Divide the dough into two discs (one slightly larger for the base), wrap, and refrigerate for at least 30 minutes.
Pastry Tip: If your dough is cracking while rolling, let it sit out for 5–10 mins. If it’s sticky, dust with a little flour.
2. Prepare the Filling
In a large skillet over medium heat, brown the mince, breaking it up as it cooks.
Stir in the tomato paste and Worcestershire sauce.
Sprinkle over corn starch and cook for 1–2 minutes.
Add beef stock, thyme, salt and pepper. Simmer for 10–15 minutes, until thickened.
Stir in frozen veg if using. Let the filling cool completely before assembling.
3. Assemble the Pie
Preheat oven to 200°C (fan 180°C).
On a floured surface, roll out the larger pastry disc to line a 24cm pie dish.
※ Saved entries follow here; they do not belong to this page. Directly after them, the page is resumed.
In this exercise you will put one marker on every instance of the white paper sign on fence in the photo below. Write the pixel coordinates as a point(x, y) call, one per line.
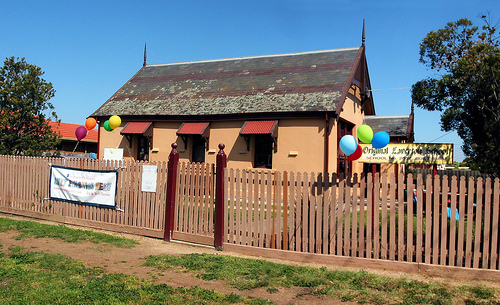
point(90, 187)
point(149, 178)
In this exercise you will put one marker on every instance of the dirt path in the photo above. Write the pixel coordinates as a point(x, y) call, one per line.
point(129, 261)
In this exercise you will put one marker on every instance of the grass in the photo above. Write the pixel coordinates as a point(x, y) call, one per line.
point(38, 230)
point(362, 287)
point(40, 278)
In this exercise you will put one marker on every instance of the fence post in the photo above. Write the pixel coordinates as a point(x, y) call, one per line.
point(173, 161)
point(220, 213)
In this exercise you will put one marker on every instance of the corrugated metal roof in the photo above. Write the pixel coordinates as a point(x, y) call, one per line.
point(135, 128)
point(67, 131)
point(258, 127)
point(394, 125)
point(192, 128)
point(299, 82)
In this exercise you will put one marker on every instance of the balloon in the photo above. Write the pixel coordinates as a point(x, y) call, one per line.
point(90, 123)
point(80, 132)
point(107, 127)
point(356, 155)
point(348, 144)
point(380, 139)
point(365, 134)
point(115, 121)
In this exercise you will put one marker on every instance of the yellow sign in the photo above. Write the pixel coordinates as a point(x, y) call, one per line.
point(408, 153)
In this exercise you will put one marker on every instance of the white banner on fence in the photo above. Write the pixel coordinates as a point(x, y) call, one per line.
point(83, 186)
point(149, 178)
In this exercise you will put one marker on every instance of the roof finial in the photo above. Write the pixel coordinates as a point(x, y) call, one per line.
point(363, 36)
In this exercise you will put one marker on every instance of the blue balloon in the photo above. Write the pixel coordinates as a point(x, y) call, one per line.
point(380, 139)
point(348, 144)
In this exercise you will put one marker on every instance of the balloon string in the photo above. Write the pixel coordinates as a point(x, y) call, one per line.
point(75, 147)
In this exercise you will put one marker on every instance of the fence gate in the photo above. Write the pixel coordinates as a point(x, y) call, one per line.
point(194, 204)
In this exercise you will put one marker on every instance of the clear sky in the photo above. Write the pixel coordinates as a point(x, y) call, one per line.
point(89, 49)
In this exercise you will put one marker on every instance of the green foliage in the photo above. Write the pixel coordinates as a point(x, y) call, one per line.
point(467, 90)
point(24, 101)
point(361, 287)
point(39, 230)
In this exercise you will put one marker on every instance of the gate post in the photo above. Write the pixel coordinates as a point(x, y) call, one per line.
point(220, 213)
point(173, 161)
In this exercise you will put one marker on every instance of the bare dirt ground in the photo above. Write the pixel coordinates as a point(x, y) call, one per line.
point(129, 261)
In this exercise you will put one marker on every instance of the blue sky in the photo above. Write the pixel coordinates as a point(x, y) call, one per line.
point(89, 49)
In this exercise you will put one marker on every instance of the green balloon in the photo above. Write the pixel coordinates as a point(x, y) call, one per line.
point(365, 134)
point(107, 127)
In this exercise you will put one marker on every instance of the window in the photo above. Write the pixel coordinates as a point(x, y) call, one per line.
point(144, 133)
point(200, 133)
point(143, 149)
point(263, 151)
point(343, 164)
point(265, 135)
point(198, 149)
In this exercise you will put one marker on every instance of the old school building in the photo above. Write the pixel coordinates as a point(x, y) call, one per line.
point(282, 112)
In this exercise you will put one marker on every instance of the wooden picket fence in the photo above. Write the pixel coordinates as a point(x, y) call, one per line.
point(194, 204)
point(384, 221)
point(371, 217)
point(24, 190)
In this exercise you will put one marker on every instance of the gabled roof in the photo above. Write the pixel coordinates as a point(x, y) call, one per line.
point(67, 131)
point(398, 126)
point(287, 83)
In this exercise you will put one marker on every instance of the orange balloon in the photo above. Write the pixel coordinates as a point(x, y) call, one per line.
point(90, 123)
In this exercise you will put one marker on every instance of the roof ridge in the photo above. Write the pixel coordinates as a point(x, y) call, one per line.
point(255, 56)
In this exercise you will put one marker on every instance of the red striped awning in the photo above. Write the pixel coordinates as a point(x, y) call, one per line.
point(141, 128)
point(193, 128)
point(259, 127)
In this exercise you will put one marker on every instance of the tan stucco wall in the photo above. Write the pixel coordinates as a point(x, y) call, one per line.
point(300, 144)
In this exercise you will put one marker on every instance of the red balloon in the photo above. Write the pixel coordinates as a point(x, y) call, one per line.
point(80, 132)
point(356, 155)
point(90, 123)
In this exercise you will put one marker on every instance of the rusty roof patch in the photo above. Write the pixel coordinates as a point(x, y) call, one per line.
point(301, 82)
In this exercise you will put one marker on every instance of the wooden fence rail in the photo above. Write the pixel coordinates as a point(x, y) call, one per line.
point(440, 221)
point(24, 189)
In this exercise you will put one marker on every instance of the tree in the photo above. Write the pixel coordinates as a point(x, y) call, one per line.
point(24, 101)
point(467, 88)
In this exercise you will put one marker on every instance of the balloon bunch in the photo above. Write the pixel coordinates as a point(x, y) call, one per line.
point(350, 147)
point(81, 131)
point(113, 122)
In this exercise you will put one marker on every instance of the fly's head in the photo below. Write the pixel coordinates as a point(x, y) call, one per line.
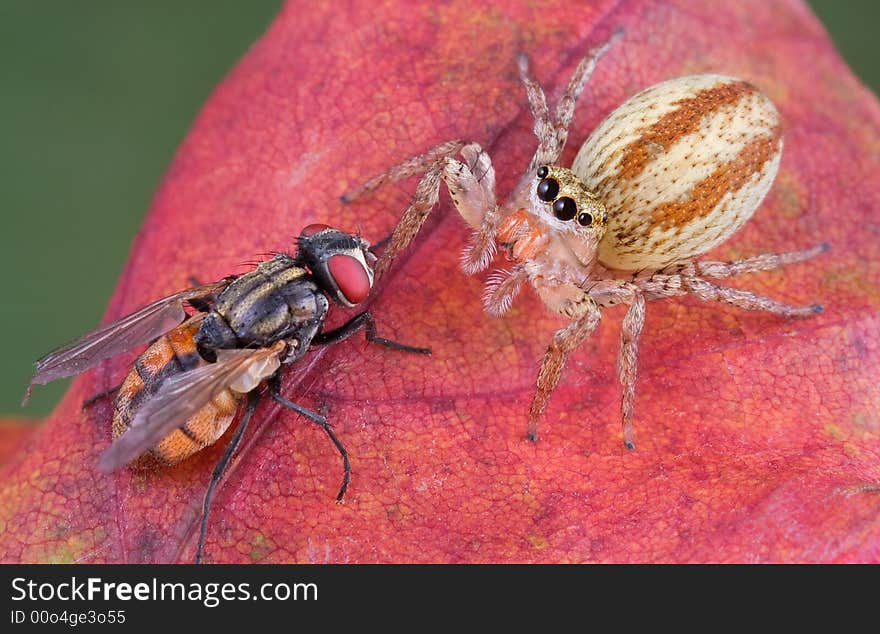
point(563, 209)
point(342, 263)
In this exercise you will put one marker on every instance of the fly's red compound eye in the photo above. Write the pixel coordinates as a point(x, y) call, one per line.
point(310, 230)
point(351, 277)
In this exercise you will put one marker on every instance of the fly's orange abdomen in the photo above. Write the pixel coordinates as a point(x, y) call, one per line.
point(173, 353)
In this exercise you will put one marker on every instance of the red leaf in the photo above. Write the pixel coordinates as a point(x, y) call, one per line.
point(758, 437)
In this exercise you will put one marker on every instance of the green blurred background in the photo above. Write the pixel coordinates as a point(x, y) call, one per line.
point(96, 96)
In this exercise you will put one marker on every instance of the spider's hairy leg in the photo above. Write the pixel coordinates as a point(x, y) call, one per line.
point(426, 197)
point(410, 167)
point(564, 342)
point(502, 287)
point(471, 185)
point(627, 362)
point(552, 132)
point(747, 300)
point(763, 262)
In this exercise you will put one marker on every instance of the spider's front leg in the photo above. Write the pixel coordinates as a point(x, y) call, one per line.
point(471, 185)
point(564, 342)
point(587, 312)
point(552, 129)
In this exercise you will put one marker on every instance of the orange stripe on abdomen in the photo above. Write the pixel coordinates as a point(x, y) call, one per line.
point(685, 118)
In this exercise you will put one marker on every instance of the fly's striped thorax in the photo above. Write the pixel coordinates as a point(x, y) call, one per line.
point(680, 167)
point(267, 303)
point(171, 354)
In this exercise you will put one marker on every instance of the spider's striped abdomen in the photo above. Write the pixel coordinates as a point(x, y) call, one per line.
point(680, 167)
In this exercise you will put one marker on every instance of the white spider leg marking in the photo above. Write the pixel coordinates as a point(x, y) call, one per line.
point(763, 262)
point(564, 342)
point(747, 300)
point(405, 169)
point(502, 287)
point(577, 83)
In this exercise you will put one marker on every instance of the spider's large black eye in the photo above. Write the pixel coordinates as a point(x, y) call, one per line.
point(548, 189)
point(565, 208)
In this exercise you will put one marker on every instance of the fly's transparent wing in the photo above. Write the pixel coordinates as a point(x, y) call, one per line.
point(183, 395)
point(135, 329)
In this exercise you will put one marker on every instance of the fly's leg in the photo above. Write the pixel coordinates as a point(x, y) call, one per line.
point(564, 342)
point(100, 395)
point(365, 321)
point(253, 401)
point(321, 421)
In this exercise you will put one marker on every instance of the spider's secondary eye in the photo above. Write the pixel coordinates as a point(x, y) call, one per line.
point(547, 189)
point(565, 208)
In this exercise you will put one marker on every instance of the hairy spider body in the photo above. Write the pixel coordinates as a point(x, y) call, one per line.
point(669, 174)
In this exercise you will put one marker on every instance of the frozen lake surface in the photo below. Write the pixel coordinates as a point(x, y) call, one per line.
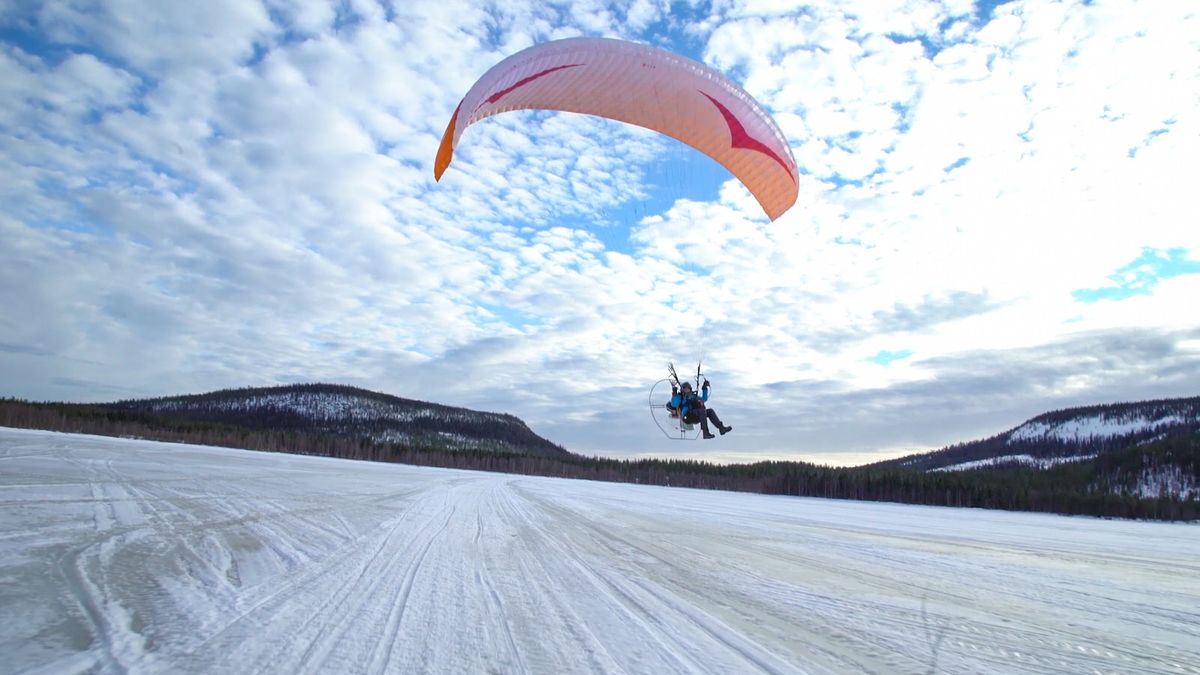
point(138, 556)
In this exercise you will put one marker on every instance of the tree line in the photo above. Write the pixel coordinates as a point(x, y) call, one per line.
point(1111, 485)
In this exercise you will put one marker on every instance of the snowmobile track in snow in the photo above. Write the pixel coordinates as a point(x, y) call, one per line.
point(132, 556)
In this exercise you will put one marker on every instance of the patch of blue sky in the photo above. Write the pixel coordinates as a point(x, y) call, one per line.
point(31, 41)
point(957, 163)
point(985, 9)
point(1150, 137)
point(929, 45)
point(678, 173)
point(511, 317)
point(887, 358)
point(1140, 276)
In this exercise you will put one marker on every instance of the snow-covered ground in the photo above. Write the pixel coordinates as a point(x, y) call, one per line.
point(1027, 460)
point(138, 556)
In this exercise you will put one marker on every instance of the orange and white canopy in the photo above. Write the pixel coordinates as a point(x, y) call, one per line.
point(646, 87)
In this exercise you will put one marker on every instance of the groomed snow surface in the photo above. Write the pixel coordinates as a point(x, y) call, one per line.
point(138, 556)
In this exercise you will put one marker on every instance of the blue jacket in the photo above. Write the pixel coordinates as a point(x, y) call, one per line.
point(684, 405)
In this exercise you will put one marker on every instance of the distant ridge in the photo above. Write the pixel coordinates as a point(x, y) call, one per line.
point(1145, 449)
point(1078, 432)
point(351, 412)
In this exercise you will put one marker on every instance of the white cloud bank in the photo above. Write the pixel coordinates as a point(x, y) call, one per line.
point(244, 195)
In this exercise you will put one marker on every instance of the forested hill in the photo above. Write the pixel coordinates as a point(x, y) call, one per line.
point(349, 412)
point(1143, 451)
point(1068, 435)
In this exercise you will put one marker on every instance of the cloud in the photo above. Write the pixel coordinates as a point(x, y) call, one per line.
point(1141, 275)
point(244, 195)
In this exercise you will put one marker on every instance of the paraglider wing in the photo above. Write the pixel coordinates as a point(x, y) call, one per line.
point(646, 87)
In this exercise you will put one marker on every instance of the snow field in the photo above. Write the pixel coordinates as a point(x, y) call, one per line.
point(121, 555)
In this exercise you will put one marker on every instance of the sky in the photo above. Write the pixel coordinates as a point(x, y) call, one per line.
point(996, 215)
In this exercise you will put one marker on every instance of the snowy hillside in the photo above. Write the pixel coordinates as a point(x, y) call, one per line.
point(136, 556)
point(1071, 436)
point(352, 412)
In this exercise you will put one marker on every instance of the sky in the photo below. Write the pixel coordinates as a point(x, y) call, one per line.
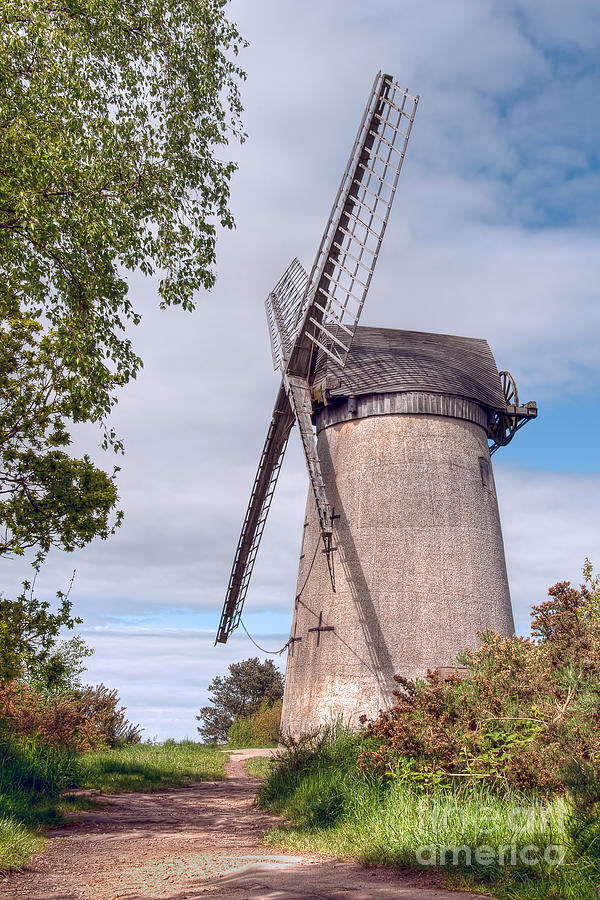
point(494, 233)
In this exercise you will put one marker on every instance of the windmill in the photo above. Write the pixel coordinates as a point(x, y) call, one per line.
point(402, 558)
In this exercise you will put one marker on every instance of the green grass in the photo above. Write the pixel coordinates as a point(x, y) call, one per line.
point(258, 766)
point(143, 767)
point(33, 780)
point(17, 844)
point(333, 808)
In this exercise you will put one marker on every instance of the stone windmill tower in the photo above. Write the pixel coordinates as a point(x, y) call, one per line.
point(402, 558)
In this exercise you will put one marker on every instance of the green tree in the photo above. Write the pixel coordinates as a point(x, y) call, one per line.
point(47, 498)
point(249, 684)
point(112, 115)
point(29, 640)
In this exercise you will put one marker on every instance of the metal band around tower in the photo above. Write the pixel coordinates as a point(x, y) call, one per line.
point(402, 403)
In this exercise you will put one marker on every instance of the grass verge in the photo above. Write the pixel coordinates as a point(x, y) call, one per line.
point(477, 838)
point(258, 766)
point(18, 843)
point(146, 767)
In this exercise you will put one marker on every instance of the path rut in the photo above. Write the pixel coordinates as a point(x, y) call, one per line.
point(203, 840)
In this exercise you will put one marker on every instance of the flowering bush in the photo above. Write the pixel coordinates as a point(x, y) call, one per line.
point(527, 708)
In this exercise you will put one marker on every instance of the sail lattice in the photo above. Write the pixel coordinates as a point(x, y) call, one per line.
point(344, 265)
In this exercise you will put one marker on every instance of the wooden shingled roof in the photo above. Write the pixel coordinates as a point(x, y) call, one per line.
point(386, 360)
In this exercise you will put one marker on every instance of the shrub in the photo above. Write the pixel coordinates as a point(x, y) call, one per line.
point(527, 708)
point(80, 720)
point(261, 729)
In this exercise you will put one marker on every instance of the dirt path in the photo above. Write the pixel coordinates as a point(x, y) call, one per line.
point(197, 841)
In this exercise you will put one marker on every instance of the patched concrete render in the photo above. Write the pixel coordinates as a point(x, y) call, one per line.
point(419, 567)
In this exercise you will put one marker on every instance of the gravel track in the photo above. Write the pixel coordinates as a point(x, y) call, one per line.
point(200, 840)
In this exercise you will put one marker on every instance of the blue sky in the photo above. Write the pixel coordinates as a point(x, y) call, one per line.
point(494, 234)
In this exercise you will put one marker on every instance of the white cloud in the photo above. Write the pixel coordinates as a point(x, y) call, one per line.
point(494, 234)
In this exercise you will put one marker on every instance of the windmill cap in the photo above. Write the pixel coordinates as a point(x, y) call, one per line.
point(388, 360)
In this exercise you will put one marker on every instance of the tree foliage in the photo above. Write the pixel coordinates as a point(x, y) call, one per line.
point(29, 635)
point(528, 708)
point(249, 684)
point(112, 117)
point(47, 498)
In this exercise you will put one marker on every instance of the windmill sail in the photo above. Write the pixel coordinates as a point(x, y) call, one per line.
point(344, 264)
point(256, 515)
point(285, 312)
point(322, 313)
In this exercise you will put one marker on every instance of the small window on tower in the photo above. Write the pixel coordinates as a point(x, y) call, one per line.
point(486, 474)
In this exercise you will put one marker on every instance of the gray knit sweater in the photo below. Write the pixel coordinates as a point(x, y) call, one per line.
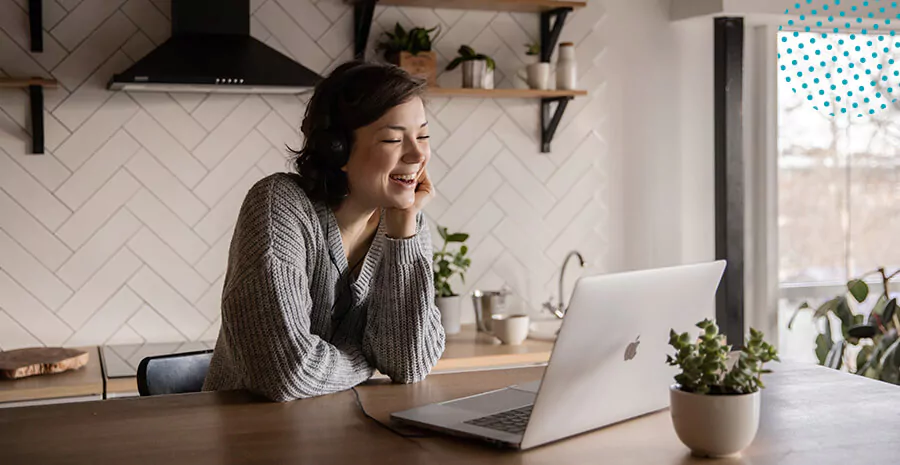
point(295, 323)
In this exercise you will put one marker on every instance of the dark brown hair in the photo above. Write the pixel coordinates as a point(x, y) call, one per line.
point(354, 95)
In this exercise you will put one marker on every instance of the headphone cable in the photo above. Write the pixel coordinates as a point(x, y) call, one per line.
point(379, 423)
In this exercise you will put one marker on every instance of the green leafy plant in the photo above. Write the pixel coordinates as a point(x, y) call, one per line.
point(413, 41)
point(867, 345)
point(448, 263)
point(467, 53)
point(704, 362)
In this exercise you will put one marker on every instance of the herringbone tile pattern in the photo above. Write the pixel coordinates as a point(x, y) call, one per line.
point(120, 232)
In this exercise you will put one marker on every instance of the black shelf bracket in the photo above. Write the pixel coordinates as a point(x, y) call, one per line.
point(35, 23)
point(549, 124)
point(36, 93)
point(362, 24)
point(549, 36)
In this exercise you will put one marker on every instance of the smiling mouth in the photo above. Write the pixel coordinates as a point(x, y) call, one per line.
point(406, 180)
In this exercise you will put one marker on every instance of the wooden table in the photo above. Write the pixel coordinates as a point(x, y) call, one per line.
point(85, 383)
point(811, 415)
point(466, 351)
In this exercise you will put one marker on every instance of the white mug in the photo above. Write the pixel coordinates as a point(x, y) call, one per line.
point(511, 329)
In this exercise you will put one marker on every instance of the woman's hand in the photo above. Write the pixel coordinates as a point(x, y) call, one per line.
point(401, 223)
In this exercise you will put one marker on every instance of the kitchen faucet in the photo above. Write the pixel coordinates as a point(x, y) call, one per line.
point(560, 308)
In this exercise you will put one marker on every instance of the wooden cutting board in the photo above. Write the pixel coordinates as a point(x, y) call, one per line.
point(21, 363)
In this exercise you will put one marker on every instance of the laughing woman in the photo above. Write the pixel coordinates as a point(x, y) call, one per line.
point(329, 273)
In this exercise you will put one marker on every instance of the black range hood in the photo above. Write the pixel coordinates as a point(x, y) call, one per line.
point(211, 51)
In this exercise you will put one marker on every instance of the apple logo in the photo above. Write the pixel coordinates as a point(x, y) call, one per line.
point(631, 350)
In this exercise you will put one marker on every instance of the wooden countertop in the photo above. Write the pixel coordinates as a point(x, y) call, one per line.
point(468, 350)
point(810, 415)
point(86, 381)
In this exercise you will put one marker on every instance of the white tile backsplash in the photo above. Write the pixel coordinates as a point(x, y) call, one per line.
point(120, 232)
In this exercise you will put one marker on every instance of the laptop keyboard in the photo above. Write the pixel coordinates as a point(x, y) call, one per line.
point(510, 421)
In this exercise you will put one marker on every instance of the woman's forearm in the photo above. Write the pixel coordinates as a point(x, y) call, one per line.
point(404, 338)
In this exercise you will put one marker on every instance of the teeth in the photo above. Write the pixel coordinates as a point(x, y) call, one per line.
point(404, 177)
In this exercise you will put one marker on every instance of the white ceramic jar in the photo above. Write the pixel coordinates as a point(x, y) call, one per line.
point(566, 68)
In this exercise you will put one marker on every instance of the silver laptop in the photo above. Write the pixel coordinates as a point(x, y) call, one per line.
point(608, 363)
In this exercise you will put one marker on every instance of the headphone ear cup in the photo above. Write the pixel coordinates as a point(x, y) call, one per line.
point(339, 151)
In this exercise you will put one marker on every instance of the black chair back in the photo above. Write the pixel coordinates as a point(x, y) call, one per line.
point(174, 373)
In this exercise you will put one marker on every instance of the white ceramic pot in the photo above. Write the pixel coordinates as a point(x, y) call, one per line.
point(714, 426)
point(450, 313)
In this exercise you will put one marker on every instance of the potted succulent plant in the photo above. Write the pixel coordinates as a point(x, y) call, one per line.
point(448, 263)
point(411, 50)
point(715, 410)
point(478, 68)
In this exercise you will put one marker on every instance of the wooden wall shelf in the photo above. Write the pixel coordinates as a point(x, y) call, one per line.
point(522, 6)
point(503, 93)
point(553, 17)
point(35, 86)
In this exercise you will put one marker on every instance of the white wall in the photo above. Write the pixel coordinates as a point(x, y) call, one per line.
point(120, 232)
point(664, 135)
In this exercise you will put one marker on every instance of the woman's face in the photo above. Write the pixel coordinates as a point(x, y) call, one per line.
point(388, 157)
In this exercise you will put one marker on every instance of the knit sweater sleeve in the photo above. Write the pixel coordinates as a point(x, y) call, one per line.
point(404, 337)
point(266, 308)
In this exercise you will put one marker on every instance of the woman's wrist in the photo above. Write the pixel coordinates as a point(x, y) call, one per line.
point(400, 224)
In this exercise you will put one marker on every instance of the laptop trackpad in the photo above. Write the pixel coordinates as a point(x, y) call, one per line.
point(493, 402)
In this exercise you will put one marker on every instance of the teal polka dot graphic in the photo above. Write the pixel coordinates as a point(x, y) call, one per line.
point(840, 55)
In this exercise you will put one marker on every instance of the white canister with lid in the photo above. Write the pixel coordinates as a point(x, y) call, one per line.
point(566, 68)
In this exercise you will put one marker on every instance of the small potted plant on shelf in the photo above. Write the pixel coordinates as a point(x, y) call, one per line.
point(715, 410)
point(448, 263)
point(411, 50)
point(478, 68)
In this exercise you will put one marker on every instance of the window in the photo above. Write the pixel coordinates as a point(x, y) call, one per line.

Press it in gently.
Spoon in the cooled mince mixture.
Roll out the second disc and place it over the top. Trim any excess, crimp the edges to seal, and cut a few small slits in the top for steam to escape.
Brush with egg wash and sprinkle with sesame seeds or flaked salt if using.
4. Bake
Bake for 45–55 minutes, or until golden brown and crisp.
Let the pie rest for 10–15 minutes before slicing and serving.
Stacey’s Tips
Make-ahead friendly: I often prep the pastry and cook the filling in the morning (or the night before), then chill them until I’m ready to assemble and bake later in the day. It feels fresh but saves the 5pm chaos.
Cool that filling: Assembling with hot filling will melt the butter in your pastry and make the base soggy. Let it cool completely first — trust me.
Pastry feel guide: The dough should come together when pressed, roll out easily, and not stick. If it crumbles, add a splash of cold water. If it sticks, lightly flour your bench and rolling pin.
Shortcut idea: You can use store-bought puff pastry for the lid to save time — but I highly recommend making your own base. The buttery flavour is worth it.
Freeze for later: Assemble the full pie and freeze unbaked. Bake from frozen at 180°C for around 1 hour, covering with foil for the first 30 minutes.